I went to buy a new P220 .45 on April fools day, 2011 and came across this little gem. After fondling both guns, I just had to have the 1911 C3. It was the last one they had, and the last one they'd ever get (from the factory).
What a great shooting gun. 220 rounds through it without incident. No FTF or FTE problems. This gun is dead nuts on, right out of the box.

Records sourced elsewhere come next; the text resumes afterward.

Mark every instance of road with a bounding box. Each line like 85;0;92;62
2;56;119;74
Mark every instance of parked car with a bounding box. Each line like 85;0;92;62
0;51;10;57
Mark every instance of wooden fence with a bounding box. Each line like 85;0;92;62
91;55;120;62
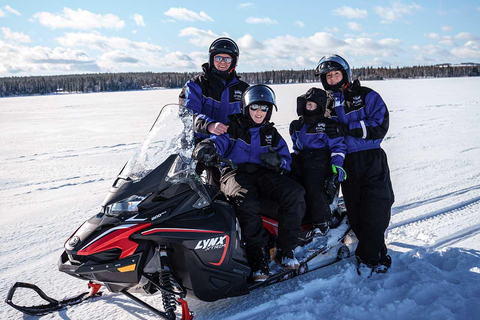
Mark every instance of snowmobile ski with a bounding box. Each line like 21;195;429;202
5;281;102;316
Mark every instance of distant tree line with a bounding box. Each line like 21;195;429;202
1;64;479;97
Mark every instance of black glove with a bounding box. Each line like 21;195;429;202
193;141;217;164
325;122;349;138
260;146;282;171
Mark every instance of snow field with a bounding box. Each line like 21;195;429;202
1;78;480;319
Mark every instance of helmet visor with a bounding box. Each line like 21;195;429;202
315;54;350;77
242;85;277;111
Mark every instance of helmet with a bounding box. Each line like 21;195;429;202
315;54;352;91
209;37;239;75
242;84;278;123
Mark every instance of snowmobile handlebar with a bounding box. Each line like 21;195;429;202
203;154;238;170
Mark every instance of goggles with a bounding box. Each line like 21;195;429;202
249;104;269;112
214;56;232;63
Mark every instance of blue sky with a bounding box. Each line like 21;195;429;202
0;0;479;76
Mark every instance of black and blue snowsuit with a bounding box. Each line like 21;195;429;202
179;63;249;184
179;63;249;140
209;114;306;252
289;88;346;226
329;80;394;266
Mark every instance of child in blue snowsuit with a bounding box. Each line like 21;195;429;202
193;85;306;282
289;87;347;237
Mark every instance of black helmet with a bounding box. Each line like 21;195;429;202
242;84;278;123
315;54;352;91
209;37;239;75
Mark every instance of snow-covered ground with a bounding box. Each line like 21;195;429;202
1;78;480;320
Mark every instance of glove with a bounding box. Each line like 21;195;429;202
325;122;349;138
332;165;347;182
260;146;282;171
193;141;217;164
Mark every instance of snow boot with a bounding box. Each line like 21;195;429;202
356;255;392;277
248;245;270;282
312;222;329;237
372;255;392;274
276;249;300;270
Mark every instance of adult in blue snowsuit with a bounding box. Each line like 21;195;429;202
179;37;249;139
316;54;394;276
289;87;347;237
179;37;249;184
193;85;306;282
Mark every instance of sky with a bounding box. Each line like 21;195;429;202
0;0;479;77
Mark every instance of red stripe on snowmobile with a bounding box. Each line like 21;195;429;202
141;228;224;235
77;223;151;259
209;235;230;266
262;216;278;236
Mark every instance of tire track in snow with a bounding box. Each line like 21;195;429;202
389;195;480;230
392;184;480;216
2;142;139;164
428;223;480;250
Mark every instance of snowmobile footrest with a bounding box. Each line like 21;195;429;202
121;290;176;320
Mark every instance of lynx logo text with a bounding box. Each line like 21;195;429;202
195;235;228;251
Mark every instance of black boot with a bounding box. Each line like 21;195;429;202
247;245;270;282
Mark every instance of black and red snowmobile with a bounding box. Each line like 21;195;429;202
6;104;356;320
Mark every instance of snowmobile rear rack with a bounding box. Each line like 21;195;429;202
5;281;102;316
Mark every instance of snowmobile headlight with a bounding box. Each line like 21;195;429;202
104;194;148;216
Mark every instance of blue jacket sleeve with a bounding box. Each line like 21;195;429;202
348;91;389;140
209;133;233;158
273;137;292;172
327;136;346;167
183;81;216;135
289;121;300;153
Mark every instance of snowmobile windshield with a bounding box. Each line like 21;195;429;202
119;104;195;182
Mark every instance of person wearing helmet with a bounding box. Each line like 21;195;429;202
193;85;306;282
316;54;394;276
179;37;249;185
289;87;347;237
180;37;249;138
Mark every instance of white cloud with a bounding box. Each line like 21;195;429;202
178;27;218;47
164;7;213;22
411;44;453;61
133;13;146;27
454;33;478;41
348;22;362;31
56;31;200;72
441;26;452;32
100;51;139;64
33;8;125;30
238;3;254;9
451;40;480;59
237;34;264;50
375;1;422;23
245;17;277;25
325;27;340;33
364;58;392;67
0;9;4;17
0;39;100;75
1;27;31;43
5;5;20;16
57;32;163;52
427;33;441;40
334;6;368;19
294;21;305;28
230;32;403;71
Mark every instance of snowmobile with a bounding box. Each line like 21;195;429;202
6;104;357;320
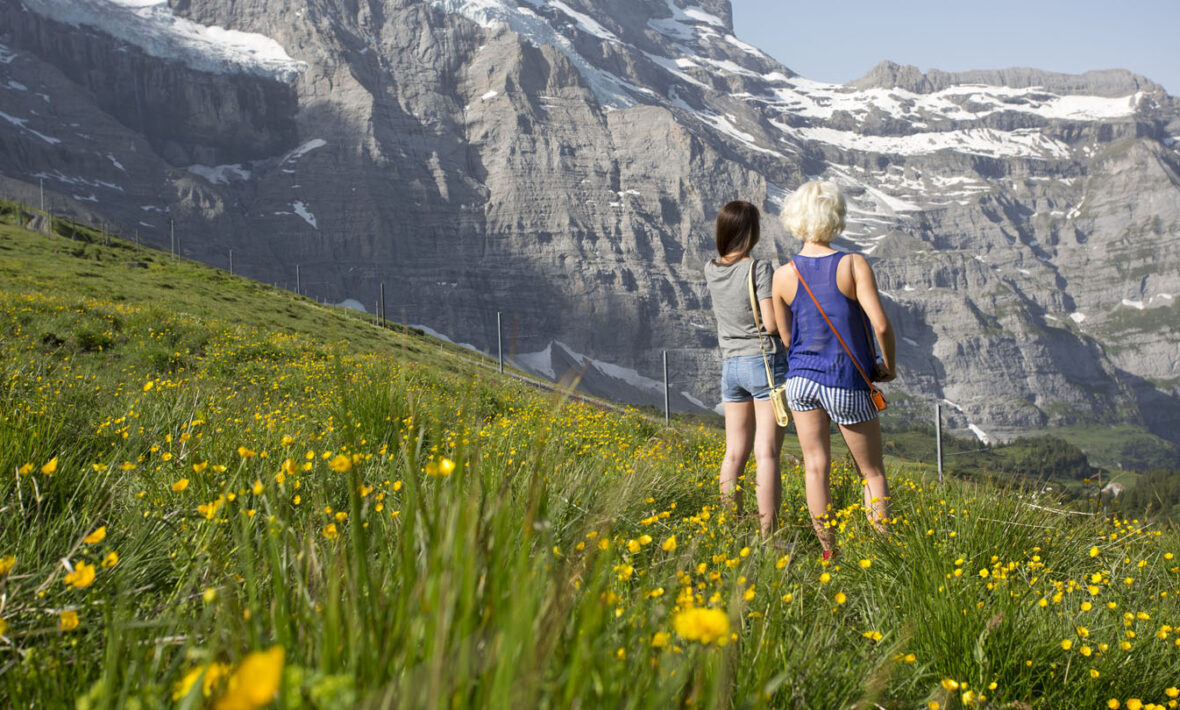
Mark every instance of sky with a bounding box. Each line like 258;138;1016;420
730;0;1179;96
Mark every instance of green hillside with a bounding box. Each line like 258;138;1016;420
2;206;1180;708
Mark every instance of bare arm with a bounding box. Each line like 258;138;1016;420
759;298;777;336
771;267;793;344
851;254;896;380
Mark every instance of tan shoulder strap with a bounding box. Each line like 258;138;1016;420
747;261;778;388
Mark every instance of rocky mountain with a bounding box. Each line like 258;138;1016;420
2;0;1178;455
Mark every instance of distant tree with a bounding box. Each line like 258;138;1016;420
1002;436;1095;480
1109;469;1180;520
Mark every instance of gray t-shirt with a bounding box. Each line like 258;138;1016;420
704;258;783;359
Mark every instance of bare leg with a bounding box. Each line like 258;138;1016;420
793;407;834;552
837;417;891;533
720;401;755;515
752;400;785;538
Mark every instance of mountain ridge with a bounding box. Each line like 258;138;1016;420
850;60;1164;98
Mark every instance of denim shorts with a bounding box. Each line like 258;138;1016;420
721;353;789;403
784;376;878;425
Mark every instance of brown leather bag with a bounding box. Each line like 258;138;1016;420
791;261;888;412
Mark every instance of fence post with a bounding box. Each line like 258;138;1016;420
170;219;176;260
296;264;301;295
380;283;386;329
135;229;139;250
497;311;503;374
229;249;233;274
40;179;44;212
935;402;944;484
663;350;670;425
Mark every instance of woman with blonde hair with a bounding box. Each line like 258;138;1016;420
704;200;788;539
772;181;896;557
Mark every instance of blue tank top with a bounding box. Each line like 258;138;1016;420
787;253;876;390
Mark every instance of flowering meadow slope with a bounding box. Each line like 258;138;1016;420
2;214;1180;708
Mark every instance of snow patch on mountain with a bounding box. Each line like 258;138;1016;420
429;0;636;108
336;299;368;313
292;201;318;229
760;77;1141;124
282;139;327;164
186;163;251;185
23;0;306;81
648;0;725;40
790;125;1072;160
521;0;619;42
0;111;60;144
514;342;557;380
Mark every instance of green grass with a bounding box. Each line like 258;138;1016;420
1051;425;1180;473
3;207;1180;708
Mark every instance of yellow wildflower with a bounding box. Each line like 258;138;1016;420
42;457;59;475
212;646;284;710
662;535;677;552
0;556;16;576
83;526;106;544
672;607;731;646
322;524;338;540
64;562;96;589
172;662;230;700
59;610;79;631
101;552;119;568
329;454;352;473
172;479;190;492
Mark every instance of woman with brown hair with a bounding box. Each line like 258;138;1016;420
703;200;789;539
772;181;896;558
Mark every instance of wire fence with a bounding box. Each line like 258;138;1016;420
0;193;674;424
3;192;963;460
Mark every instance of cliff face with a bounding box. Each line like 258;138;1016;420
1;0;1178;451
6;8;299;165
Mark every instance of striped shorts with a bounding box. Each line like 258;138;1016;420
784;376;878;425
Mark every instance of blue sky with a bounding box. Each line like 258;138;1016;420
730;0;1178;96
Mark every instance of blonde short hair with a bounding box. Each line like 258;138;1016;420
782;181;846;243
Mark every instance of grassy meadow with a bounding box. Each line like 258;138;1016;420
2;208;1180;709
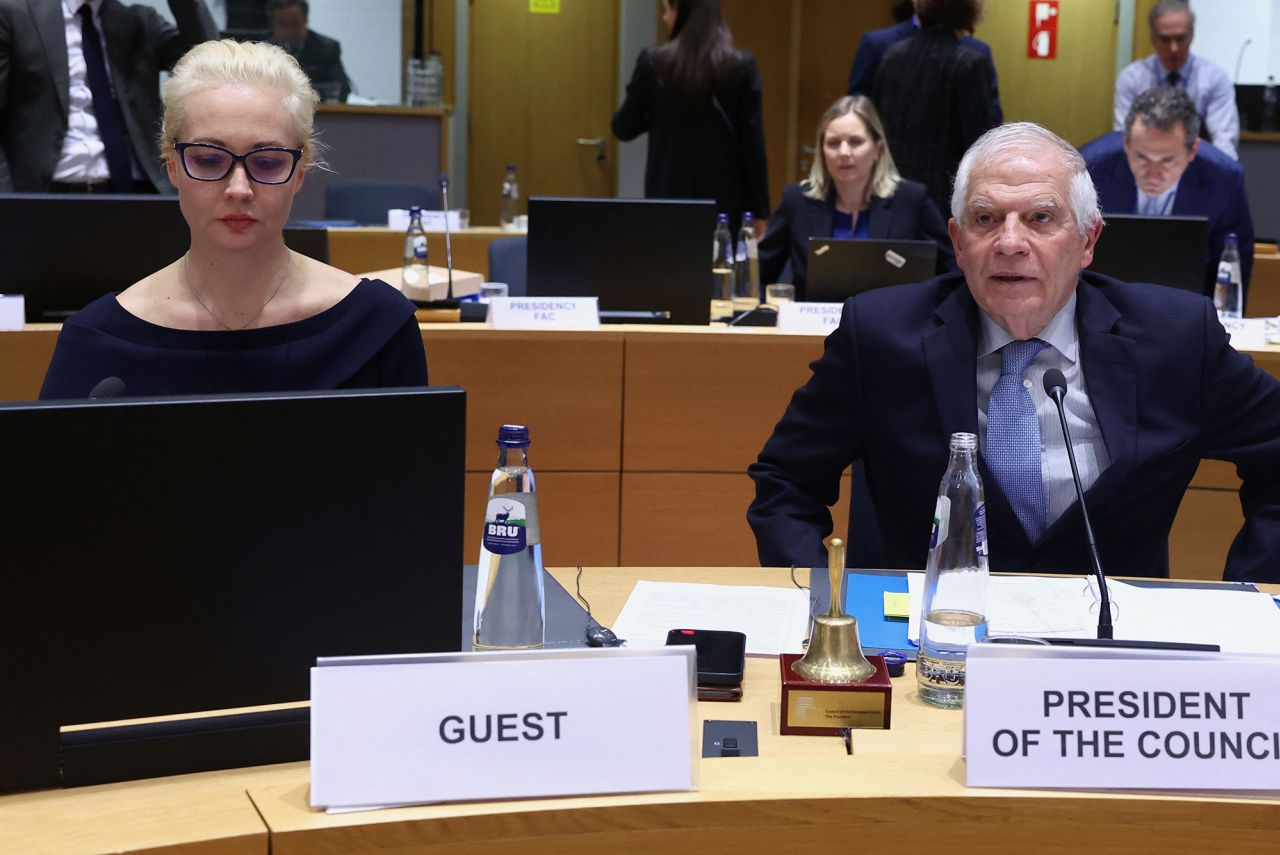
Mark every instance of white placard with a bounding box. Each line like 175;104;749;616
776;301;843;334
965;644;1280;791
311;646;697;810
487;296;601;329
1221;317;1267;351
0;294;24;330
387;209;463;231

I looked it up when I got it home and found this link :
Sig Sauer 1911 C3 with Magwell | Sig Sauer Guns and Accessories


----------



## BulletproofTC (Apr 12, 2011)

Excellent choice! I have owned over a dozen Sigs and I love 1911s, which has me baffled as to why I haven't picked one of those up.


----------



## mjeter (Sep 30, 2011)

What type of holster do you suggest? I just bought a sig C3, I really like the mag well on yours, mine doesn't have that feature.


----------



## jakeleinen1 (Jul 20, 2011)

Thats a sweet handgun


----------



## Trev1337 (Apr 21, 2013)

You prefer Sig over other brands for the 1911?


----------



## casurvivor (Jan 23, 2015)

Congrats, although I love the 220s, the C3 is a great gun, I gave up looking for one, none around my area.


----------